残されたフルルはただ単に喉元に鋏が刺さったイワビーを

黙って見つめていた。


横からはジェーンの脳が取り出されている。


助手は取り出した脳を、また横に置いた。

コウテイの頭を開き、彼女の脳ととジェーンの脳を入れ替えた。



「フルルさんは、声・・・、ですか。難しいかもしれませんが、

ベストは尽くしますね」


「よろしくお願いします」



助手がフルルの前に立った。


「・・・わたし、死ぬの?」


全てを悲観したような、諦めた声だった。


「死ぬのではありません。生まれ変わるのです」


助手は呪文のようにそれを繰り返した。











数週間後。


「お待たせしました。

新たなPPPのメンバー、コプルジェビー・・・、

いや、名前は適当に考えといてください。

これが、島のみんなが求める、理想のPPPです」


「初めまして。
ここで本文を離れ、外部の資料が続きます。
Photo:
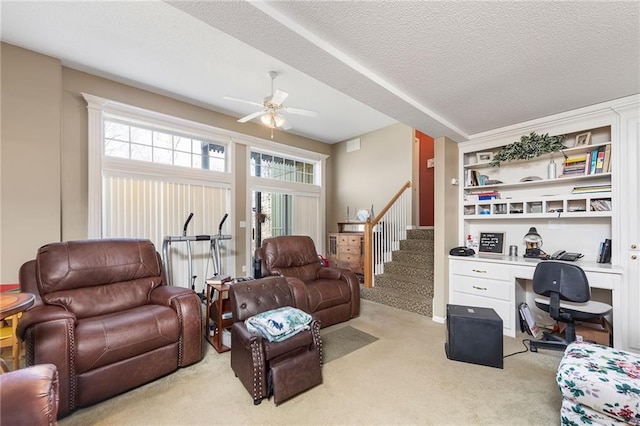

一生懸命頑張ります。

よろしくおねがいします・・・」


私は彼女を見て、言葉が出なかった。


身体はコウテイさん

目は赤い色のプリンセスさん

髪の毛と衣装はイワビーさん

声はフルルさん

恐らく、性格はジェーンさん


PPPの5人が、一つになったアイドルがここに生まれた。





水辺ちほーはいつもと異なる熱気に包まれていた。


ステージからは歓声が聞こえる。


「行きますよっー!!」


「「おーっ!!!」」



観客の声と共に軽快な音楽が流れ始めた。


その光景はものすごく新鮮だった。

前の5人よりも・・・、大ウケしている。


これこそが、マーゲイの求めていた、理想的なアイドルの姿であった。

過去の事を忘れて、未来の事を考えていたのは言うまでもない。


彼女と二人三脚で・・・。やっていくと決心した。






「我々は、大いなる偉業を達成しました」


「ええ。アナタの協力なくして、成功なしえませんでした。

改めて感謝しますよ」


博士は頭を下げた。


「こちらこそ。僕の方こそ勉強になりました。

親友が死んだときに、使わせて頂きます」


丘の下から見下ろすライブ会場。

いつにもまして、華やかだった。